La sua seconda intuizione è che sono le persone a “fare la città” con le loro attività, le scorciatoie, i luoghi d’incontro. Non si considerava una femminista radicale, ma in parte vedeva la città come qualcuno che spinge la carrozzina e fa shopping, mentre gli uomini la vedono come una combinazione di aree residenziali e di lavoro, con i trasporti a collegarle».

Dopo la pandemia si è aperto un dibattito sulle città: il Covid-19 è la sentenza di morte della vita urbana o la spinta a cambiarla? «Ciò che Jacobs sosteneva, e credo sosterrebbe ancora, è che nel momento in cui la gente possiede una comunità di solito capisce che non può permettersi di perderla e fa di tutto per difenderla da ciò che può distruggerla, che si tratti di un virus o di un progetto devastante — spiega Barzi —. A questo riguardo il caso delle centinaia di morti, soprattutto anziani, causati dall’ondata di caldo che aveva colpito Chicago tra il 14 e il 20 luglio 1995, era stato analizzato da Jacobs per individuare un approccio epidemiologico basato sulla comunità che protegge i propri abitanti. Il motivo per cui in un certo quartiere i decessi erano stati solo un decimo di quanto registrato nel quartiere confinante dipendeva dal fatto che in quest’ultimo gli anziani non avevano alcun posto fresco da raggiungere a piedi e avevano paura di lasciare il loro appartamento per via della microcriminalità. Nel secondo caso, una comunità disfunzionale non ha protetto i suoi abitanti».

Che cosa significa, dunque, ripensare le città? «Non ci salveremo andando a vivere in massa nelle villette unifamiliari se poi siamo costretti a concentrarci nei luoghi di produzione e di consumo delle merci», sottolinea Barzi.

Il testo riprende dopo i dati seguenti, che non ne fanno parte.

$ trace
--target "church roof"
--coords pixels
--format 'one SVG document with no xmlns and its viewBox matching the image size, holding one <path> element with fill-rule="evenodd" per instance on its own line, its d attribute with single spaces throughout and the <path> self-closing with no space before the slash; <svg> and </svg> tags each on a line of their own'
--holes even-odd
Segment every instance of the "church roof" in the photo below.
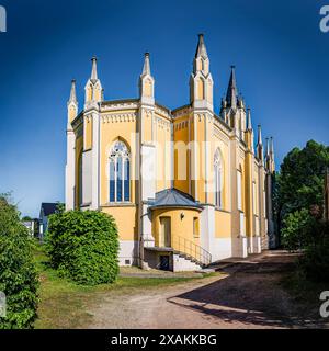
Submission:
<svg viewBox="0 0 329 351">
<path fill-rule="evenodd" d="M 202 208 L 198 202 L 174 188 L 162 190 L 156 193 L 156 199 L 150 201 L 150 208 L 157 207 L 194 207 Z"/>
<path fill-rule="evenodd" d="M 44 211 L 44 216 L 48 217 L 57 211 L 58 205 L 61 205 L 61 203 L 43 202 L 41 205 L 41 210 Z"/>
</svg>

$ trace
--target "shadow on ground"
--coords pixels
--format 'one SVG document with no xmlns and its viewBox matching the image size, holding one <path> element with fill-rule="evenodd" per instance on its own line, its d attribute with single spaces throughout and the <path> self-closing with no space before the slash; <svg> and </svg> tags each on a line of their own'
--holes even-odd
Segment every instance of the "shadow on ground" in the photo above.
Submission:
<svg viewBox="0 0 329 351">
<path fill-rule="evenodd" d="M 325 328 L 280 284 L 284 274 L 294 269 L 294 254 L 281 253 L 231 263 L 220 270 L 226 278 L 168 302 L 224 321 L 228 327 L 238 324 L 250 328 Z"/>
</svg>

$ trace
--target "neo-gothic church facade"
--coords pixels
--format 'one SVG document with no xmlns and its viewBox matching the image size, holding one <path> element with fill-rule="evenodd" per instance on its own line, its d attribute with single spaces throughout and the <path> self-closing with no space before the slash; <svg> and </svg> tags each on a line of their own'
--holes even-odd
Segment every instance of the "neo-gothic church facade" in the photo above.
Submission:
<svg viewBox="0 0 329 351">
<path fill-rule="evenodd" d="M 72 81 L 66 210 L 115 218 L 121 265 L 186 271 L 268 249 L 274 234 L 273 140 L 264 150 L 235 67 L 216 113 L 200 35 L 190 102 L 170 110 L 155 100 L 149 54 L 144 59 L 137 99 L 105 100 L 95 58 L 81 112 Z"/>
</svg>

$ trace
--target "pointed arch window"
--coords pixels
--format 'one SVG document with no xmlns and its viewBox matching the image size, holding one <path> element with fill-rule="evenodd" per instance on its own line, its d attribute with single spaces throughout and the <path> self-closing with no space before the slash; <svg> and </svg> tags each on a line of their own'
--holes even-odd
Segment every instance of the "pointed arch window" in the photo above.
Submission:
<svg viewBox="0 0 329 351">
<path fill-rule="evenodd" d="M 110 202 L 131 201 L 131 155 L 123 141 L 115 141 L 110 154 Z"/>
<path fill-rule="evenodd" d="M 223 161 L 219 149 L 215 152 L 214 158 L 214 185 L 215 185 L 215 206 L 223 207 Z"/>
</svg>

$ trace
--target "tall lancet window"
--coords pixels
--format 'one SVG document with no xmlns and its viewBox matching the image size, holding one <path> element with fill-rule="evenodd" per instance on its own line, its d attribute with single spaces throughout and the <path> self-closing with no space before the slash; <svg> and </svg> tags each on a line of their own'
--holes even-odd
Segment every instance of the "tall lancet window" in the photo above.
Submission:
<svg viewBox="0 0 329 351">
<path fill-rule="evenodd" d="M 115 141 L 110 154 L 110 202 L 131 201 L 131 155 L 123 141 Z"/>
<path fill-rule="evenodd" d="M 223 162 L 219 149 L 215 152 L 214 158 L 214 185 L 215 185 L 215 205 L 223 207 Z"/>
</svg>

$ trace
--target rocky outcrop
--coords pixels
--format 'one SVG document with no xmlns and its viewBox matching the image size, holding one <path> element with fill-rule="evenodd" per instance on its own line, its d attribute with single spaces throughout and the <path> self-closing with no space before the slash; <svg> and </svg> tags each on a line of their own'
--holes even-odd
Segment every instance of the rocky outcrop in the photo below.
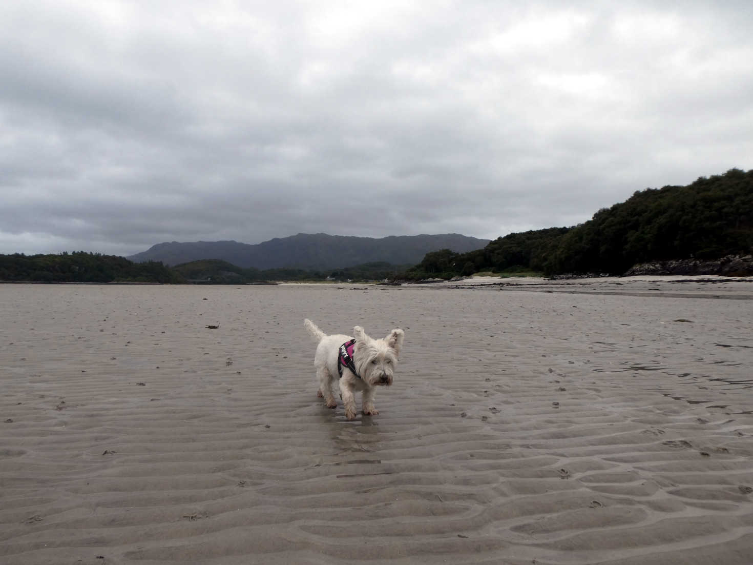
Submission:
<svg viewBox="0 0 753 565">
<path fill-rule="evenodd" d="M 721 259 L 675 259 L 634 265 L 623 275 L 753 276 L 753 255 L 727 255 Z"/>
</svg>

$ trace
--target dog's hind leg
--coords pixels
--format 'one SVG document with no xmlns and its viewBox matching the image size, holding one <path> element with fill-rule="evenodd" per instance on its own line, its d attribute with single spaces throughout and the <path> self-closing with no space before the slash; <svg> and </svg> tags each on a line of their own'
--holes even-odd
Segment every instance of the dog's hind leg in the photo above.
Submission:
<svg viewBox="0 0 753 565">
<path fill-rule="evenodd" d="M 346 383 L 344 378 L 340 380 L 340 396 L 345 406 L 345 417 L 355 420 L 355 396 L 353 389 Z"/>
<path fill-rule="evenodd" d="M 374 408 L 374 395 L 376 391 L 373 386 L 369 386 L 364 389 L 361 398 L 361 411 L 364 416 L 376 416 L 379 411 Z"/>
<path fill-rule="evenodd" d="M 335 400 L 334 395 L 332 394 L 332 375 L 330 374 L 329 369 L 326 367 L 318 368 L 316 378 L 319 381 L 319 389 L 317 391 L 316 396 L 319 398 L 324 397 L 328 408 L 337 408 L 337 401 Z"/>
</svg>

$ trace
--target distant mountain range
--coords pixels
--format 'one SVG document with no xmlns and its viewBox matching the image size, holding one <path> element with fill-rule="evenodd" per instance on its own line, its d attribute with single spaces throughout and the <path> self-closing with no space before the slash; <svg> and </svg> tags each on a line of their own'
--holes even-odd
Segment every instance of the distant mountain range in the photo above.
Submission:
<svg viewBox="0 0 753 565">
<path fill-rule="evenodd" d="M 390 236 L 376 239 L 327 234 L 298 234 L 256 245 L 237 241 L 165 242 L 126 258 L 141 263 L 159 261 L 177 265 L 200 259 L 221 259 L 243 268 L 294 267 L 316 270 L 387 261 L 416 264 L 431 252 L 451 249 L 466 253 L 485 247 L 489 240 L 460 235 Z"/>
</svg>

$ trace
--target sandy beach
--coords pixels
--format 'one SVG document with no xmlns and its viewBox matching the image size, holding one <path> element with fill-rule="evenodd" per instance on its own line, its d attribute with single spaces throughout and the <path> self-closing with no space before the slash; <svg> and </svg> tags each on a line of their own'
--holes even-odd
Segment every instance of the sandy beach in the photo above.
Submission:
<svg viewBox="0 0 753 565">
<path fill-rule="evenodd" d="M 316 397 L 306 317 L 405 331 L 379 416 Z M 748 279 L 6 284 L 0 319 L 0 563 L 753 563 Z"/>
</svg>

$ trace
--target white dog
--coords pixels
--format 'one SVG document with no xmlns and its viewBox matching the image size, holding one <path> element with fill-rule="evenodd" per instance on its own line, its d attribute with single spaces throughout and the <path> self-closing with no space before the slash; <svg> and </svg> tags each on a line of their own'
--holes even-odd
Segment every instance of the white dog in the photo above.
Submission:
<svg viewBox="0 0 753 565">
<path fill-rule="evenodd" d="M 355 420 L 356 392 L 362 393 L 364 414 L 378 414 L 373 405 L 376 387 L 392 384 L 404 332 L 394 329 L 386 337 L 375 340 L 367 336 L 360 325 L 353 328 L 355 337 L 341 334 L 327 335 L 309 319 L 303 320 L 303 325 L 319 341 L 314 356 L 319 381 L 317 396 L 324 397 L 327 408 L 337 408 L 332 383 L 339 377 L 340 397 L 348 420 Z"/>
</svg>

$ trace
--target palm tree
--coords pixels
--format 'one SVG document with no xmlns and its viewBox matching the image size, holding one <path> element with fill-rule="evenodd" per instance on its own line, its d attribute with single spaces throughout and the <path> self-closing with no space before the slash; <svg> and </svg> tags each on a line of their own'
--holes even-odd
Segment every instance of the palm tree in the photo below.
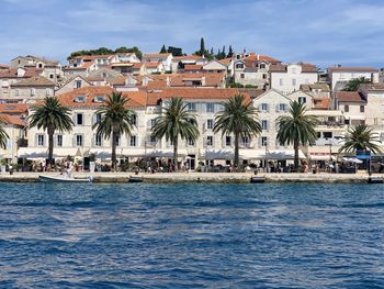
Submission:
<svg viewBox="0 0 384 289">
<path fill-rule="evenodd" d="M 5 120 L 3 116 L 0 116 L 0 147 L 7 148 L 7 140 L 9 138 L 9 135 L 7 134 L 3 124 L 5 123 Z"/>
<path fill-rule="evenodd" d="M 294 167 L 298 169 L 298 146 L 313 145 L 317 140 L 315 127 L 317 119 L 305 113 L 305 104 L 292 101 L 290 115 L 282 115 L 278 119 L 279 131 L 276 138 L 281 145 L 293 144 L 295 151 Z"/>
<path fill-rule="evenodd" d="M 222 131 L 222 135 L 234 134 L 235 136 L 235 160 L 234 166 L 239 165 L 239 140 L 240 137 L 250 138 L 261 132 L 261 125 L 258 121 L 257 109 L 251 101 L 246 101 L 245 96 L 237 95 L 230 97 L 223 103 L 223 111 L 215 116 L 215 133 Z"/>
<path fill-rule="evenodd" d="M 112 92 L 95 112 L 101 114 L 100 122 L 92 126 L 92 130 L 97 129 L 97 136 L 110 140 L 112 135 L 112 168 L 116 167 L 118 137 L 124 133 L 131 135 L 134 126 L 134 112 L 127 108 L 128 101 L 122 92 Z"/>
<path fill-rule="evenodd" d="M 173 144 L 173 164 L 178 164 L 178 140 L 193 140 L 199 137 L 197 121 L 188 110 L 188 104 L 181 98 L 171 98 L 162 108 L 160 116 L 155 119 L 153 136 L 171 141 Z"/>
<path fill-rule="evenodd" d="M 70 132 L 74 122 L 70 118 L 70 109 L 60 104 L 57 98 L 46 97 L 42 104 L 32 107 L 30 127 L 37 126 L 48 133 L 48 166 L 53 165 L 54 134 L 55 131 Z"/>
<path fill-rule="evenodd" d="M 365 124 L 358 124 L 348 130 L 346 136 L 342 137 L 345 144 L 340 147 L 341 152 L 371 151 L 374 154 L 382 153 L 382 148 L 377 143 L 377 135 L 372 132 Z"/>
</svg>

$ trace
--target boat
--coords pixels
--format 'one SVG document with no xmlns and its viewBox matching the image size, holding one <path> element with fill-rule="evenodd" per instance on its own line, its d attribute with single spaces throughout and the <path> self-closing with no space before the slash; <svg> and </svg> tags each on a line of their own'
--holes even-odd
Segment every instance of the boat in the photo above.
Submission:
<svg viewBox="0 0 384 289">
<path fill-rule="evenodd" d="M 253 182 L 253 184 L 266 182 L 266 177 L 252 176 L 250 177 L 250 182 Z"/>
<path fill-rule="evenodd" d="M 380 177 L 380 176 L 371 176 L 368 178 L 368 184 L 383 184 L 383 177 Z"/>
<path fill-rule="evenodd" d="M 74 178 L 65 175 L 60 176 L 38 176 L 39 181 L 43 182 L 92 182 L 93 177 L 88 176 L 87 178 Z"/>
<path fill-rule="evenodd" d="M 128 182 L 143 182 L 143 177 L 139 177 L 139 176 L 129 176 Z"/>
</svg>

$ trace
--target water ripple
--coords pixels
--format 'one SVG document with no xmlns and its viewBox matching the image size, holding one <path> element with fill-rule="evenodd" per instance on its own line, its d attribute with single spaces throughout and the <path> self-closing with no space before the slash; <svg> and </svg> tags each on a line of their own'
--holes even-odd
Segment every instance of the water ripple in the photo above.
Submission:
<svg viewBox="0 0 384 289">
<path fill-rule="evenodd" d="M 383 288 L 366 185 L 2 184 L 1 288 Z"/>
</svg>

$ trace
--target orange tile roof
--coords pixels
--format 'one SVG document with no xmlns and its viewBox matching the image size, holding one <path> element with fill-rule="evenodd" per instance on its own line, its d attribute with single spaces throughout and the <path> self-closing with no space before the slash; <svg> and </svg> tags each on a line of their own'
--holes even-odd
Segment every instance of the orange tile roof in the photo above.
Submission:
<svg viewBox="0 0 384 289">
<path fill-rule="evenodd" d="M 160 91 L 148 92 L 148 97 L 167 99 L 179 97 L 183 99 L 206 99 L 225 101 L 229 97 L 245 95 L 247 100 L 250 97 L 247 92 L 240 92 L 237 88 L 166 88 Z"/>
<path fill-rule="evenodd" d="M 94 97 L 104 96 L 108 97 L 115 90 L 111 87 L 83 87 L 80 89 L 75 89 L 72 91 L 57 96 L 60 103 L 66 107 L 99 107 L 103 102 L 95 102 Z M 126 91 L 123 96 L 129 98 L 129 107 L 143 107 L 146 101 L 146 92 L 143 91 Z M 77 97 L 86 97 L 83 102 L 77 102 Z"/>
<path fill-rule="evenodd" d="M 0 113 L 22 114 L 27 112 L 25 103 L 0 103 Z"/>
<path fill-rule="evenodd" d="M 196 64 L 188 64 L 184 66 L 184 70 L 202 70 L 203 66 L 202 65 L 196 65 Z"/>
<path fill-rule="evenodd" d="M 171 53 L 147 53 L 143 55 L 143 58 L 161 58 L 172 55 Z"/>
<path fill-rule="evenodd" d="M 172 62 L 180 62 L 180 60 L 200 60 L 203 59 L 200 55 L 185 55 L 185 56 L 176 56 L 172 58 Z"/>
<path fill-rule="evenodd" d="M 16 115 L 0 113 L 0 120 L 2 120 L 7 124 L 15 124 L 15 125 L 20 125 L 20 126 L 25 126 L 25 121 Z"/>
<path fill-rule="evenodd" d="M 361 73 L 372 73 L 379 71 L 379 69 L 373 67 L 329 67 L 328 71 L 361 71 Z"/>
<path fill-rule="evenodd" d="M 145 67 L 157 68 L 161 63 L 144 63 Z"/>
<path fill-rule="evenodd" d="M 338 91 L 335 97 L 339 102 L 365 102 L 363 96 L 358 91 Z"/>
</svg>

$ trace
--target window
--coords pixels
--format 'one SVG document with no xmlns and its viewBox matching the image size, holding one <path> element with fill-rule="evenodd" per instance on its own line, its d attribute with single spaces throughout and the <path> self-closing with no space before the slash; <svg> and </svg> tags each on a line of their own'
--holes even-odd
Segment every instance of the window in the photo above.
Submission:
<svg viewBox="0 0 384 289">
<path fill-rule="evenodd" d="M 307 98 L 306 97 L 298 97 L 298 103 L 306 103 Z"/>
<path fill-rule="evenodd" d="M 206 112 L 215 112 L 215 104 L 206 103 Z"/>
<path fill-rule="evenodd" d="M 194 140 L 193 138 L 188 138 L 187 144 L 190 145 L 190 146 L 194 146 Z"/>
<path fill-rule="evenodd" d="M 206 145 L 207 146 L 213 146 L 213 135 L 206 136 Z"/>
<path fill-rule="evenodd" d="M 249 145 L 249 137 L 248 136 L 242 136 L 241 137 L 241 144 L 242 145 Z"/>
<path fill-rule="evenodd" d="M 190 102 L 187 108 L 189 111 L 196 111 L 196 103 Z"/>
<path fill-rule="evenodd" d="M 83 124 L 83 115 L 82 113 L 76 113 L 76 124 L 82 125 Z"/>
<path fill-rule="evenodd" d="M 332 132 L 323 132 L 324 138 L 332 138 Z"/>
<path fill-rule="evenodd" d="M 102 145 L 102 137 L 101 137 L 101 135 L 95 135 L 94 136 L 94 145 L 95 146 L 101 146 Z"/>
<path fill-rule="evenodd" d="M 136 144 L 137 144 L 136 135 L 131 135 L 129 145 L 131 146 L 136 146 Z"/>
<path fill-rule="evenodd" d="M 279 104 L 279 111 L 285 111 L 285 109 L 286 109 L 285 103 L 280 103 Z"/>
<path fill-rule="evenodd" d="M 137 125 L 137 114 L 136 113 L 132 114 L 132 124 Z"/>
<path fill-rule="evenodd" d="M 37 134 L 37 146 L 44 146 L 44 134 Z"/>
<path fill-rule="evenodd" d="M 206 129 L 207 130 L 212 130 L 213 129 L 213 120 L 212 119 L 206 120 Z"/>
<path fill-rule="evenodd" d="M 225 145 L 226 146 L 230 146 L 231 145 L 231 137 L 230 137 L 230 135 L 226 135 L 225 136 Z"/>
<path fill-rule="evenodd" d="M 95 123 L 101 123 L 101 119 L 102 119 L 102 114 L 99 112 L 99 113 L 95 114 L 94 122 Z"/>
<path fill-rule="evenodd" d="M 261 103 L 261 111 L 268 111 L 268 104 L 267 103 Z"/>
<path fill-rule="evenodd" d="M 56 136 L 56 145 L 57 146 L 63 146 L 63 135 L 61 134 L 58 134 Z"/>
<path fill-rule="evenodd" d="M 82 146 L 82 135 L 81 134 L 75 135 L 75 142 L 76 142 L 76 146 Z"/>
<path fill-rule="evenodd" d="M 81 80 L 76 80 L 75 86 L 76 88 L 81 88 Z"/>
</svg>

La lezione di Jacobs è che bisogna pensare al futuro «attraverso la messa in pratica di piccoli piani», non di grandi schemi onnicomprensivi. La studiosa delle città amava citare un architetto di Hannover: «Non dobbiamo decidere su ogni cosa. Dobbiamo lasciare qualche decisione alla prossima generazione. Anche loro hanno delle idee». «Jacobs non usava il concetto di sostenibilità, oggi molto abusato — conclude Barzi — ma ne aveva ben capito il significato».